One other story: after a year doing this on my own, and another year in the seduction community, I signed up for a 1-on-1 with a prolific, eclectic day gamer who dressed like a rock star. We talked about exactly this: how much do you flirt and with what women? He said, "I flirt with every woman I talk to. I flirt with grandmas. I don't care. They know I'm not really trying to pick them up but it's fun and it brightens their days. Gets you into a REALLY good headspace too." I expanded my "flirtation diet" even more after going around with him, and it's true.
(
eventually I had to cut back on it a bit... e.g.,
with fat/ugly girls in a group of friends with a hot girl I'm talking to... dialing down the flirtation with them stopped them from turning into cockblocks. But you probably don't need to worry about that so much until your game is a lot tighter)
Anyway, here's the recommendation:
- Start flirting with all those girls you regularly interact with. It will give you practice flirting. It will develop your confidence flirting. And unless they're all hambeasts, it is probably going to have the side effect that you 'discover' a few girls you're actually attracted to but didn't even realize it until you started flirting with them and they flirted back. (there's a weird thing in the male psyche where guys often ignore girls until the girl signals them... i.e., the male brain realizes "Whoa, do I actually have a chance with this girl?" and then all the fantasies, excitement, attraction starts, etc. Girls will actually do this too, sometimes not realizing they like you until you 'trigger' that kind of "I might have a chance with that guy!" feeling in them. Attainability goes both ways!)

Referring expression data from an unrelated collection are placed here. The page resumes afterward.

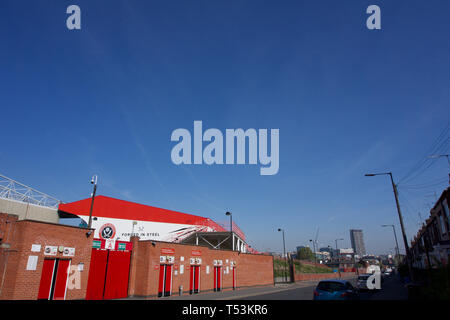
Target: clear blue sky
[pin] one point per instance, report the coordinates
(105, 99)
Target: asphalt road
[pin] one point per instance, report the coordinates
(391, 289)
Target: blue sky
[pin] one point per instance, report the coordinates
(347, 100)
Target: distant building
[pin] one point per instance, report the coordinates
(431, 245)
(357, 240)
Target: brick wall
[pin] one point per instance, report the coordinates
(251, 270)
(20, 283)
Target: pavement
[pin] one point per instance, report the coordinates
(302, 290)
(391, 289)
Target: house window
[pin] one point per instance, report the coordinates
(442, 223)
(447, 214)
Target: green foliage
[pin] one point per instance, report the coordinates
(280, 268)
(439, 288)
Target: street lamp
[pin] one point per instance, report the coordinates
(314, 248)
(405, 241)
(231, 228)
(396, 242)
(285, 257)
(339, 257)
(94, 182)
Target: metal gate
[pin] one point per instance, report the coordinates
(108, 274)
(165, 280)
(53, 285)
(195, 280)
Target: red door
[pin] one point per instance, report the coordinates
(61, 278)
(217, 278)
(197, 279)
(45, 286)
(162, 278)
(108, 274)
(97, 272)
(168, 282)
(54, 277)
(192, 280)
(116, 285)
(165, 280)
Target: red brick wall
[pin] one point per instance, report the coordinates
(251, 270)
(20, 283)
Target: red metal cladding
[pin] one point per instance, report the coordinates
(168, 282)
(61, 280)
(46, 279)
(97, 272)
(162, 276)
(120, 209)
(116, 285)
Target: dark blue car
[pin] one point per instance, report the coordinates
(335, 289)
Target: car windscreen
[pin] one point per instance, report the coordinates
(331, 286)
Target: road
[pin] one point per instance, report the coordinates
(392, 289)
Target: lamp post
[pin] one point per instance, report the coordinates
(285, 257)
(231, 229)
(397, 253)
(405, 241)
(314, 248)
(339, 258)
(94, 182)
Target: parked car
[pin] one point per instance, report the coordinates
(335, 289)
(361, 283)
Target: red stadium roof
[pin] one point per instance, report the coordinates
(120, 209)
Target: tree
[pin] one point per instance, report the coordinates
(305, 253)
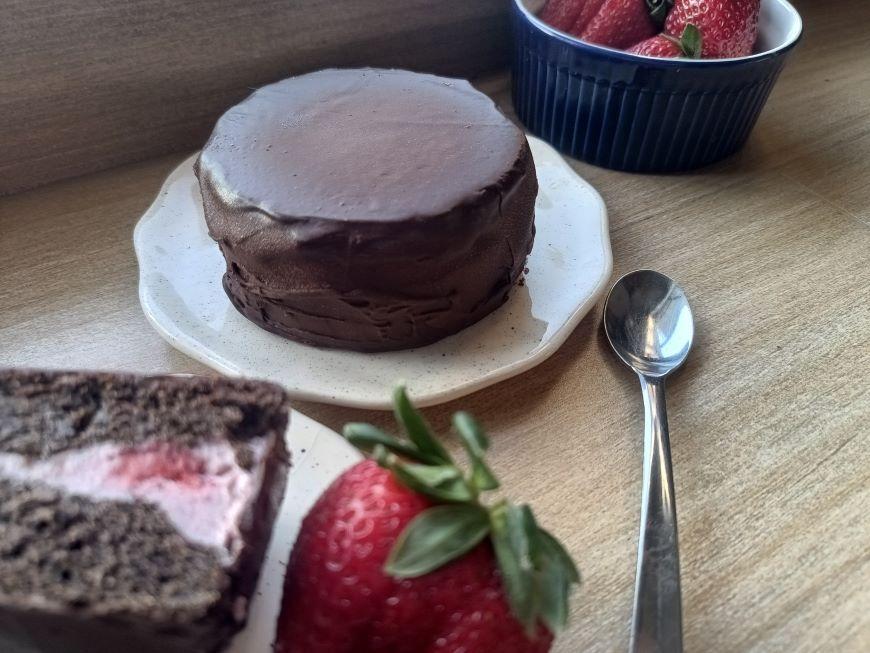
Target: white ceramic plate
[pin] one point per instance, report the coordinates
(180, 289)
(319, 455)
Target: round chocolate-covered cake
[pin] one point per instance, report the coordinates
(368, 209)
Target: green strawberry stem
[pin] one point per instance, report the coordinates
(536, 570)
(690, 43)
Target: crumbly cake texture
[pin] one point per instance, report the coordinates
(80, 575)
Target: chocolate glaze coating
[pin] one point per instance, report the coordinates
(368, 209)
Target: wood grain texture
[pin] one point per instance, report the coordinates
(95, 83)
(769, 419)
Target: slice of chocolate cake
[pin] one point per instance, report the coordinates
(134, 512)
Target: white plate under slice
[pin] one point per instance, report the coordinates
(180, 270)
(319, 456)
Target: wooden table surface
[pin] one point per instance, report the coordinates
(770, 419)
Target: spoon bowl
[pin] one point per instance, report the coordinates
(648, 322)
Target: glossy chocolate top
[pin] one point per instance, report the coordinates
(360, 145)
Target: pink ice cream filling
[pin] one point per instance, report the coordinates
(202, 490)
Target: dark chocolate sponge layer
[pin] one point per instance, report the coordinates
(368, 209)
(96, 576)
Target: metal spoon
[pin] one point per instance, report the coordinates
(648, 322)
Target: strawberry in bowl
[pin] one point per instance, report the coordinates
(405, 553)
(651, 86)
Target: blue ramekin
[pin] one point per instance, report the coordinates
(643, 114)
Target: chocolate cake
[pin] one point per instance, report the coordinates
(368, 209)
(134, 512)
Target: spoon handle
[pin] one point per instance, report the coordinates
(657, 620)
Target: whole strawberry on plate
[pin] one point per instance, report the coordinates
(728, 28)
(622, 23)
(570, 15)
(688, 45)
(403, 555)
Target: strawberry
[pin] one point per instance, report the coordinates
(570, 15)
(400, 555)
(666, 46)
(620, 24)
(729, 28)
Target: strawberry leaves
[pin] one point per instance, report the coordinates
(658, 10)
(416, 428)
(435, 537)
(690, 42)
(476, 443)
(536, 571)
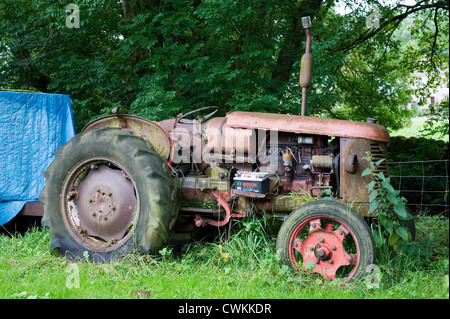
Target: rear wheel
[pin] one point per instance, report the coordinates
(108, 192)
(328, 238)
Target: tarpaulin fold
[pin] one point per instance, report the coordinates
(32, 127)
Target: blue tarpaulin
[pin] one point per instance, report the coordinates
(32, 127)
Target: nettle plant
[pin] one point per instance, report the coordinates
(389, 207)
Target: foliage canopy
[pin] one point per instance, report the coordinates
(160, 58)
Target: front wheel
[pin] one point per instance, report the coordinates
(328, 238)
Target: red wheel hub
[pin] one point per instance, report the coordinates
(322, 249)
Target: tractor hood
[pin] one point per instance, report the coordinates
(308, 125)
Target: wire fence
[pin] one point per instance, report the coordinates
(424, 184)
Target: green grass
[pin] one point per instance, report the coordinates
(30, 269)
(413, 129)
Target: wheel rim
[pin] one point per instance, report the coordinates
(100, 204)
(325, 245)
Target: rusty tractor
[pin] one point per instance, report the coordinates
(126, 183)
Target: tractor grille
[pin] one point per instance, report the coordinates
(378, 152)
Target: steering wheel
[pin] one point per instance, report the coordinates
(184, 120)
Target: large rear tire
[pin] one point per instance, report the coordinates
(108, 193)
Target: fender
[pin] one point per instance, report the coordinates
(151, 131)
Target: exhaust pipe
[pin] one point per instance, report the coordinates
(306, 64)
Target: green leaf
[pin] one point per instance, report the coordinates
(387, 184)
(380, 175)
(373, 195)
(373, 206)
(310, 265)
(387, 224)
(401, 211)
(393, 238)
(392, 198)
(366, 172)
(370, 185)
(402, 231)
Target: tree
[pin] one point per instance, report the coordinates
(160, 58)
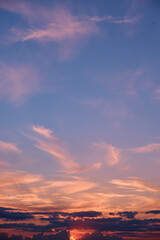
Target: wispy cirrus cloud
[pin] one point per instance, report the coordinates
(53, 146)
(153, 147)
(117, 20)
(109, 153)
(134, 183)
(9, 147)
(17, 82)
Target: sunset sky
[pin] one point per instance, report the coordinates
(80, 119)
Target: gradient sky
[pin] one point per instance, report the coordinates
(79, 116)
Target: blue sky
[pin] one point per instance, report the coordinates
(80, 104)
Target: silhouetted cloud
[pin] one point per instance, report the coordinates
(153, 212)
(15, 216)
(128, 214)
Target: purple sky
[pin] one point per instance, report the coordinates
(80, 106)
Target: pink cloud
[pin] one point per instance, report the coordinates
(134, 183)
(117, 20)
(153, 147)
(17, 83)
(157, 94)
(9, 147)
(58, 24)
(43, 131)
(56, 148)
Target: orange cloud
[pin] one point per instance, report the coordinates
(134, 183)
(9, 147)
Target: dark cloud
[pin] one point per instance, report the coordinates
(8, 214)
(153, 212)
(126, 225)
(130, 215)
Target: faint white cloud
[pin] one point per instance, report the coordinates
(108, 153)
(117, 20)
(9, 147)
(17, 82)
(58, 24)
(56, 148)
(153, 147)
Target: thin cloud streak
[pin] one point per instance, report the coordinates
(134, 183)
(153, 147)
(9, 147)
(56, 148)
(17, 82)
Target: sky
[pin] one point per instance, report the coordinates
(79, 119)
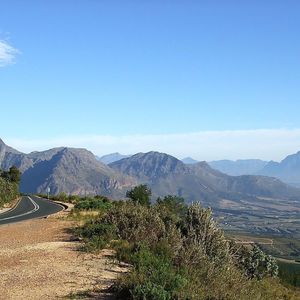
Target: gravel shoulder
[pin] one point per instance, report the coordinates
(39, 260)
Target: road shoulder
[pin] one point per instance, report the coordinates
(39, 260)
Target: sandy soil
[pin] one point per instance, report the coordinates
(39, 260)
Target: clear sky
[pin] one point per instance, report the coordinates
(209, 79)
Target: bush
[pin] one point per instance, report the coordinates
(96, 203)
(9, 191)
(178, 252)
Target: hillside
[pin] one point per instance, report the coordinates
(288, 170)
(64, 170)
(239, 167)
(166, 174)
(112, 157)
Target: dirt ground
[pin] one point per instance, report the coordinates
(39, 260)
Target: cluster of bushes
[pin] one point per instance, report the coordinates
(9, 185)
(178, 252)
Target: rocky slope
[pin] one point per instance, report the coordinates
(288, 170)
(167, 175)
(239, 167)
(69, 170)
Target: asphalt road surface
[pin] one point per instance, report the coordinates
(30, 207)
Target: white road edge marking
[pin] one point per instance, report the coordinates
(36, 208)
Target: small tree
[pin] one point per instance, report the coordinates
(140, 194)
(257, 264)
(202, 231)
(13, 175)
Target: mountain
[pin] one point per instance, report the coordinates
(70, 170)
(166, 174)
(288, 170)
(10, 157)
(110, 158)
(189, 161)
(239, 167)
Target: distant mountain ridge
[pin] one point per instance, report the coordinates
(77, 171)
(239, 167)
(167, 175)
(64, 169)
(189, 161)
(288, 170)
(112, 157)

- Once you're doing that, it becomes a lot easier to push yourself to talk to girls you're very attracted to. You build up confidence in your flirtation by flirting with whoever's available / whoever you are talking to first. Once you know you have something to offer (good conversation, good sense of humor, fun back-and-forth) it's much less of a hurdle to push yourself to talk to those girls you find to be more intimidating right now. Eventually they'll be "just girls" to you too and you won't find them intimidating -- but that is down the road.
I'd also suggest you set a goal for yourself... like "Flirt with 3 different women this week, it doesn't matter who."
Ultimately: it's almost impossible to learn to flirt AND learn to approach girls you find very intimidating at the same time.
So, you break it up: start with learning to flirt first, and switch to learning to approach the really hot girls later.